An attendee offers flowers during a ceremony marking the 66th anniversary of Soviet leader Joseph Stalin’s death at Red Square in Moscow, Russia, 2019. (Maxim Shemetov/Reuters)

Can you imagine a “respectable” party in Germany putting up “Hitler centers” around the country?

And yet, as the Daily Telegraph’s James Kilner explains, that’s tantamount to what’s underway in Russia:

“Stalin centres” are popping up across Russia as Vladimir Putin tries to rehabilitate the reputation of the Soviet dictator.

The centres are being built in Russia’s biggest cities to reposition Joseph Stalin as “a great man of history” and boost support for Putin’s war in Ukraine.

In mid-December, at the opening of Russia’s second Stalin Centre in the city of Barnaul in Altai, Sergei Matasov, the regional Communist Party leader, credited Stalin with modernising the world during his 1924-53 rule over the Soviet Union.

“Stalin’s economy, Stalin’s politics, Stalin’s culture gave the whole world an impetus forward. Such a sharp, qualitative leap,” he said.

The Communist Party, an opposition party that works within parameters set by the Kremlin, opened its first Stalin Centre in 2023, near Nizhny Novgorod. Like the Barnaul project, it aims to inspire visitors with its collection of Stalin photos, speeches, busts and other trinkets.

The Kremlin is welcoming the renewed praise of Stalin . . .

They say that they are fighting Nazis now in Ukraine, the Great Patriotic War 2.0, as it were.
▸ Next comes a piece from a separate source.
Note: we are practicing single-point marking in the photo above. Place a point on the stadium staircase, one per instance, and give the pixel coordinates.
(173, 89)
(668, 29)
So Stalin being the man who defeated Nazism is a good image for the regime,” said Dr Stephen Hall, an associate professor of Russian politics at Bath University.

Putin praised Stalin as a “great man” in a speech to mark Russian nationhood in 2022 and in 2016 Vladimir Medinsky, then the culture minister but now a presidential adviser, travelled to the Tver region, north of Moscow, for the unveiling of a monument to Stalin.
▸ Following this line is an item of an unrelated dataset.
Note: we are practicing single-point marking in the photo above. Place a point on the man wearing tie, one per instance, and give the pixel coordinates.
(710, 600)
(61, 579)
According to an analysis carried out by the Tochka website, of the 110 monuments to Stalin currently in Russia, 37 were erected after Putin became president on New Year’s Eve 1999.

It is interesting to note how many monuments to Stalin were already standing before Putin took office. It is another reminder that the current direction of the Russian state, repressive at home and a threat to its neighbors, comes from more than the whim of one man.

Kilner:

Tochka said that since Russia’s invasion of Ukraine in February 2022, around half a dozen Stalin monuments have been erected with each new statue “accompanied by a repetition of Z-propaganda”, a reference to the pro-Ukraine invasion narrative pumped out by the Kremlin.

Not only are monuments honoring Stalin being erected, others, commemorating his victims, are coming down.

Kilner:

Activists have accused local authorities of ripping off plaques to victims and destroying 22 monuments.

“The campaign to disappear monuments is going on throughout the country, and, in most cases, the perpetrators of vandalism are not caught, and the police are inactive,” said Alexandra Polivanova, a researcher at the Memorial human rights group.